What the guys did for Canary was essentially just drop this old mapping file and use directly the client ID. This is the sole reason Map Editor has to be different.

Ideally, we would also drop otbm and other binary formats in favor of more future-proof and well tested solutions like protobuff and parquet.
 
If I'm not wrong, tfs even did revscript before, no? We just followed a different way of doing it.


The real question is why we ever created "server id". I guess back in the day probably the early developers of TFS (Perhaps this was Mark himself?) they were afraid Tibia could update client ID list forcing them to re-do the entire mapping. So they made this "middle man" to reference server ID with client ID.
What the guys did for Canary was essentially just drop this old mapping file and use directly the client ID. This is the sole reason Map Editor has to be different.

Ideally, we would also drop otbm and other binary formats in favor of more future-proof and well tested solutions like protobuff and parquet.
otserv (the repo tfs is based on) was the first to do it. This is why RME has support for a dead OTBM standard that nobody is using today. The OTBM4 format that was part of the "revscriptsys" project never made it to the forgotten server. For more context, tfs was created BEFORE revscriptsys project, this is why the updated scripting system arrived so late to tfs.

the otb standard was created in early times of opentibia. Before 8.0, the items were moving a lot in the client. This is also why there are potions and jester outfit quest items at the beginning of the client id list today. OTB was serving as a guard mechanic that made importing old maps to new protocols as smooth as possible. As this kind of movement no longer occurs and various map conversion methods exist now, the team behind Canary was right to get rid of the otb file. The client/server item id issue is super easy to solve - all it takes is both teams agreeing on a header byte that would determine if the map is using client ids and a checkbox to set that in map properties dialog.

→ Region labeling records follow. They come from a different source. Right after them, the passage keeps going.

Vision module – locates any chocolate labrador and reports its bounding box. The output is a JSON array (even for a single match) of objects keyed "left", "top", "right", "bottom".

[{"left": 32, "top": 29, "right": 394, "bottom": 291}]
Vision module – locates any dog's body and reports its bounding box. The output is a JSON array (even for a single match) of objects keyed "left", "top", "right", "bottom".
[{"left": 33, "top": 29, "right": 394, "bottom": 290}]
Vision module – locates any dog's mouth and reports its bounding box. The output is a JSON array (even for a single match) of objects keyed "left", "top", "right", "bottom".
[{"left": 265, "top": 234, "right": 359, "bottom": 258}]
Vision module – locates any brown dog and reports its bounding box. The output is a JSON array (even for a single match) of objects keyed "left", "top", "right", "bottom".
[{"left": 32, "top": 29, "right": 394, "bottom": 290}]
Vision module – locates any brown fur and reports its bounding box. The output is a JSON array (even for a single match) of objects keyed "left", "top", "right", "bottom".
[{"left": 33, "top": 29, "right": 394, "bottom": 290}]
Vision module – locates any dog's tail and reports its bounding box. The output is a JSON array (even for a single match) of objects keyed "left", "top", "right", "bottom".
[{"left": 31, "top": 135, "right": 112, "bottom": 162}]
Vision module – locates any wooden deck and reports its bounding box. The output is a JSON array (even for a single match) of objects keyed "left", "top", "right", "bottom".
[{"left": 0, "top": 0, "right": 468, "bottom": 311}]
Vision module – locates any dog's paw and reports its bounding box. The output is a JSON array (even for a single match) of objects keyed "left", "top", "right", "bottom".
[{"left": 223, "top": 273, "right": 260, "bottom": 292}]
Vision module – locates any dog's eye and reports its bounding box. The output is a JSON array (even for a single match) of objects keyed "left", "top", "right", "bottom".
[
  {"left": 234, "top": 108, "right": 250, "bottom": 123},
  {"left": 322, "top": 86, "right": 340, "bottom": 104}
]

However, there are two problems that stop both mapeditors from becoming one again. First is the lack of backwards compatibility with spr/dat files in the Canary map editor (no code that supports both encodings - spr/dat and assets exists for rme codebase). The second problem is that the formats we've discussed have some obscure, non-standard libraries that are difficult to integrate with the C++ projects. As I mentioned earlier, a schemaless system would be perfect, but the json itself is too slow and too big (at least as long as the map is still saved as a single file). I see that libbson is available in the vcpkg now so it might be worth giving it a chance.